Questa strategia consentirebbe all’Europa di migliorare anche il dialogo con l’Iran, come riporta lo studio condotto da Carnegie Europe, aprendo la discussione a ulteriori argomenti come ambiente, migrazione e supporto alle locali organizzazioni femminili. E per riuscirci l’Ue ha bisogno del punto di vista delle donne che, dai network territoriali, sanno quello che succede a Teheran e possono indicare soluzioni incisive.
A che punto è l’Europa
A ottobre è stato presentato Shecurity, il primo indice che esamina la partecipazione delle donne in politica, diplomazia, forze armate e business.

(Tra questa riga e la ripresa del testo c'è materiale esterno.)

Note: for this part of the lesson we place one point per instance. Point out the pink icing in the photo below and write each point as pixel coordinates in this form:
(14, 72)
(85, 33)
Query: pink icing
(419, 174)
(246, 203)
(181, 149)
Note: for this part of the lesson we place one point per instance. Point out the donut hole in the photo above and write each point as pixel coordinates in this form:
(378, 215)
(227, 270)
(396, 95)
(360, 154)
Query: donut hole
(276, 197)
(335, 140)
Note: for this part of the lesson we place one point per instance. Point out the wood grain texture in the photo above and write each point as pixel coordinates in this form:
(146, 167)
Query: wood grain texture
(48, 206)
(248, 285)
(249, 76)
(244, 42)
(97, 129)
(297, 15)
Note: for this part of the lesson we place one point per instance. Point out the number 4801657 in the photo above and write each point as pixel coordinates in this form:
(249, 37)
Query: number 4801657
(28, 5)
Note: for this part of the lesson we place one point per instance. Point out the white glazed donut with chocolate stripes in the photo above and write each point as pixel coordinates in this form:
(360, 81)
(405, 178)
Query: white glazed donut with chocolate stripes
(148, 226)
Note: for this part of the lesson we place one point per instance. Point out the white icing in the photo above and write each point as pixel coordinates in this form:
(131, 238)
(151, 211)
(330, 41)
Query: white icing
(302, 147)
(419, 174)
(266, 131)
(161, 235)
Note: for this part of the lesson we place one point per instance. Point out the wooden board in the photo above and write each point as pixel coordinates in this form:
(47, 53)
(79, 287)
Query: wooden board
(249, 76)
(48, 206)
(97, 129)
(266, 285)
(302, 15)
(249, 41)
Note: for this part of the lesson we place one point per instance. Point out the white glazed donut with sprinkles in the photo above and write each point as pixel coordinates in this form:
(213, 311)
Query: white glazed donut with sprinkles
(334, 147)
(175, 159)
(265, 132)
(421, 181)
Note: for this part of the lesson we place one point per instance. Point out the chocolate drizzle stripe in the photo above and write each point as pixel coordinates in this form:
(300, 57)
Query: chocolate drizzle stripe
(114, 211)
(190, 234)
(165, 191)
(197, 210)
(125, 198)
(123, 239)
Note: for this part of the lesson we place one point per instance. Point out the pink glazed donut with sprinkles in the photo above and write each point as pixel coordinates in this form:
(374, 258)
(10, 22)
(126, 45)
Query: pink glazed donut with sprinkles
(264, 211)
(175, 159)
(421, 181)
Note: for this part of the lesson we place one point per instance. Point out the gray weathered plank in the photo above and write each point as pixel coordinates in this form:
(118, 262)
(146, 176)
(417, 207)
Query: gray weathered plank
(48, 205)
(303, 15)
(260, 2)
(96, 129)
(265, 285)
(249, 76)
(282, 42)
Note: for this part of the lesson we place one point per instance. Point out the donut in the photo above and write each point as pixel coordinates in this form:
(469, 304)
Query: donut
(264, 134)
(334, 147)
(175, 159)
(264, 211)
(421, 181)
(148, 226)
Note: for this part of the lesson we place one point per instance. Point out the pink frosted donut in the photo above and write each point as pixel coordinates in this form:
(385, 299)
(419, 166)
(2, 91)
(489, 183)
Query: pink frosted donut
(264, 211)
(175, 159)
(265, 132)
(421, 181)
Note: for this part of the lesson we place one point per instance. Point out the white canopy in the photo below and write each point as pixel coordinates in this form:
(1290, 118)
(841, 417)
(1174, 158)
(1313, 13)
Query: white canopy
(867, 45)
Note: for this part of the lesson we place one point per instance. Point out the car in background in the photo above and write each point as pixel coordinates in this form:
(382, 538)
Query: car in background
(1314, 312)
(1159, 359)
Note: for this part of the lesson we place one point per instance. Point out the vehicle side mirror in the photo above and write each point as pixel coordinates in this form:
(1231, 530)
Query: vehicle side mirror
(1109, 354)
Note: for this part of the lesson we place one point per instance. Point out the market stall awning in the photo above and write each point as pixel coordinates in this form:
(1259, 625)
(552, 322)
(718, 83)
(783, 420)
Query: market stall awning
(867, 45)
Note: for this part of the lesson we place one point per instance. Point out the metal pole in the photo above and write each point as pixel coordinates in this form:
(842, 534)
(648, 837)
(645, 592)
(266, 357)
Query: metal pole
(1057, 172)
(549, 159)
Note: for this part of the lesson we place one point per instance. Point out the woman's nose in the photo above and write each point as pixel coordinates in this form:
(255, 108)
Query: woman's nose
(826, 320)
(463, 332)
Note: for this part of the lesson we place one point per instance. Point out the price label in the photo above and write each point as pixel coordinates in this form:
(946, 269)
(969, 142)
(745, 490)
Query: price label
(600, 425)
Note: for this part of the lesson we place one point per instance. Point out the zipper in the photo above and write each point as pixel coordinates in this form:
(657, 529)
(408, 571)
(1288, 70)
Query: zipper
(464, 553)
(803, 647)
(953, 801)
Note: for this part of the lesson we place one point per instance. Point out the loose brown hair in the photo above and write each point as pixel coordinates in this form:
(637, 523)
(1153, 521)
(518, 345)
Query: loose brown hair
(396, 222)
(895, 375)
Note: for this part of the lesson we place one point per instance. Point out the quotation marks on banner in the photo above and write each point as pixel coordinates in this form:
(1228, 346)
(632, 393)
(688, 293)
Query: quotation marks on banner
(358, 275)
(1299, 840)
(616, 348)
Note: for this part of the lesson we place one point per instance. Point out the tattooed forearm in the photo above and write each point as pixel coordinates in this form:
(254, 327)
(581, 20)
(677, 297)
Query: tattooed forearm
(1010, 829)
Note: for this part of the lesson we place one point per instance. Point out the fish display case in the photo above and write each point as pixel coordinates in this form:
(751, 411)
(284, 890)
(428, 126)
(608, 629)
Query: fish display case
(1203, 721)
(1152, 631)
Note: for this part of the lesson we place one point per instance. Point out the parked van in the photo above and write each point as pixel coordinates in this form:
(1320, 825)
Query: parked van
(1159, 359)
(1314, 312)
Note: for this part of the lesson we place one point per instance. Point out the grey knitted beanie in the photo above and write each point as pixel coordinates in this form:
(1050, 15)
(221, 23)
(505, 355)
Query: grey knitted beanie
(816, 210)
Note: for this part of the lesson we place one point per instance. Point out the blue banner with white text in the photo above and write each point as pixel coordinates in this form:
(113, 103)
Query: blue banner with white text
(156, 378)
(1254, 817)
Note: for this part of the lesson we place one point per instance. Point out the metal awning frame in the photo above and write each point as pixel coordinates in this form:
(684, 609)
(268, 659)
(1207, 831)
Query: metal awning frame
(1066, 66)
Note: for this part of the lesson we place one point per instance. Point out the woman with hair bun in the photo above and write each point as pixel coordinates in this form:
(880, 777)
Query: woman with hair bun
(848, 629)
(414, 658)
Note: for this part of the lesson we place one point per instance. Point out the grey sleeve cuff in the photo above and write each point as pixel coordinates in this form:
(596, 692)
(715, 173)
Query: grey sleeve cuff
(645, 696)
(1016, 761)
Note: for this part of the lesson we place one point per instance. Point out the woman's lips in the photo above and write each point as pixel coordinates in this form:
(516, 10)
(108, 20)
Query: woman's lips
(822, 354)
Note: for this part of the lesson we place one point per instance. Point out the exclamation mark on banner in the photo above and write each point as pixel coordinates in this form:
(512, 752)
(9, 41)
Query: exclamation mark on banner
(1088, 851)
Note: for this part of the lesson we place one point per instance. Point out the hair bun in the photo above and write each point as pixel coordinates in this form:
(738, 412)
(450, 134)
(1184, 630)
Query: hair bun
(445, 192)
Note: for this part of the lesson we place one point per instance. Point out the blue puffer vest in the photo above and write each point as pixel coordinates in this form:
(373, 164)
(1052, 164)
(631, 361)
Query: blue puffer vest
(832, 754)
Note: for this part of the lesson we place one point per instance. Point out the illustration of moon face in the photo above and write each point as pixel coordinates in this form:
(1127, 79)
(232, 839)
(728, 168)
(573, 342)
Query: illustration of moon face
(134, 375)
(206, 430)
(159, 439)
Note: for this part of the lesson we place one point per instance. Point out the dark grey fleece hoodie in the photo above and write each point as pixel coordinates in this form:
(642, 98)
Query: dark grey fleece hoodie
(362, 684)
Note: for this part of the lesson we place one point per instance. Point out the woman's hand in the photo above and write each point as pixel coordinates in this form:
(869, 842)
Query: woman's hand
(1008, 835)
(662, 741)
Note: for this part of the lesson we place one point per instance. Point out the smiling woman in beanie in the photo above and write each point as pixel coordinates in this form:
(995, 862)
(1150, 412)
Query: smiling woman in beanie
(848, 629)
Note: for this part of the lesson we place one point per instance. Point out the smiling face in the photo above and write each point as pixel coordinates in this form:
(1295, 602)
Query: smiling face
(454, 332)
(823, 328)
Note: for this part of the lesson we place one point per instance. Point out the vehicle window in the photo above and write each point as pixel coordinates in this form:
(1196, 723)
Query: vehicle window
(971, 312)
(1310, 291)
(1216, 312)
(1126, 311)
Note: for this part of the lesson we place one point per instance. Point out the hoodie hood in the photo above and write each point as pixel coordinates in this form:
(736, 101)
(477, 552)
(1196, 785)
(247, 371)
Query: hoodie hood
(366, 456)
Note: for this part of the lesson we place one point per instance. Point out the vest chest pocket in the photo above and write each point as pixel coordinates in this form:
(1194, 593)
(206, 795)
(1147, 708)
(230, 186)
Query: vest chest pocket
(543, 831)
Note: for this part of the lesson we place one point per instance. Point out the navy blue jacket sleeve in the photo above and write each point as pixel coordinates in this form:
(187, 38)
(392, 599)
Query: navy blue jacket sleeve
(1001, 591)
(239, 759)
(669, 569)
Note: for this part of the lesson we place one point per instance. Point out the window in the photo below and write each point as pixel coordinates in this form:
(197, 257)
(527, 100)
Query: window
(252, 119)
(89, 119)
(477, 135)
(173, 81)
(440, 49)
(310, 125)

L’iniziativa è di Hannah Neumann, europarlamentare dei Verdi che, in collaborazione con organizzazioni del settore e think-tanks, ha fatto il punto sulla situazione in Europa vent’anni dopo la Risoluzione 1325. Dopo aver raccolto i dati dagli stati europei e dai membri del G20, sono state realizzate delle previsioni sugli anni trascorsi per arrivare a una parità di genere nei rispettivi settori.Analizzando per esempio il tempo passato per arrivarci nei parlamenti nazionali, il Messico ha impiegato solo un anno, seguito da Spagna (3 anni) e Sud Africa (5 anni). I trend negativi invece riguardano Malta, Cina e Giappone, all’ultimo posto della classifica. Per quanto riguarda le forze militari, invece, Ungheria, Australia e Slovenia si guadagnano il podio, mentre per vedere un equilibrio di genere nella polizia in Repubblica Ceca bisognerà aspettare 531 anni.
Dopo la pubblicazione di Shecurity, il Parlamento europeo ha discusso lo scorso ottobre il report di Hannah Neumann e di Ernest Urtasun, vicepresidente dei Verdi, sulla politica estera femminista: è stato approvato nonostante 112 voti contrari e 94 astenuti. Tra gli altri, Miriam Lexmann e Caroline Nagtegaal non hanno votato a favore. Le eurodeputate supportano l’idea di base della parità ma, rispettivamente, ritengono che il report abbia punti opposti al principio di sussidiarietà e contestano l’utilità delle quote e degli aiuti rosa.
«Solo tre ministri degli Affari esteri sono donne in Europa – sostiene Hannah Neumann – bisogna fare di più, perché la diversità rende migliori le decisioni politiche».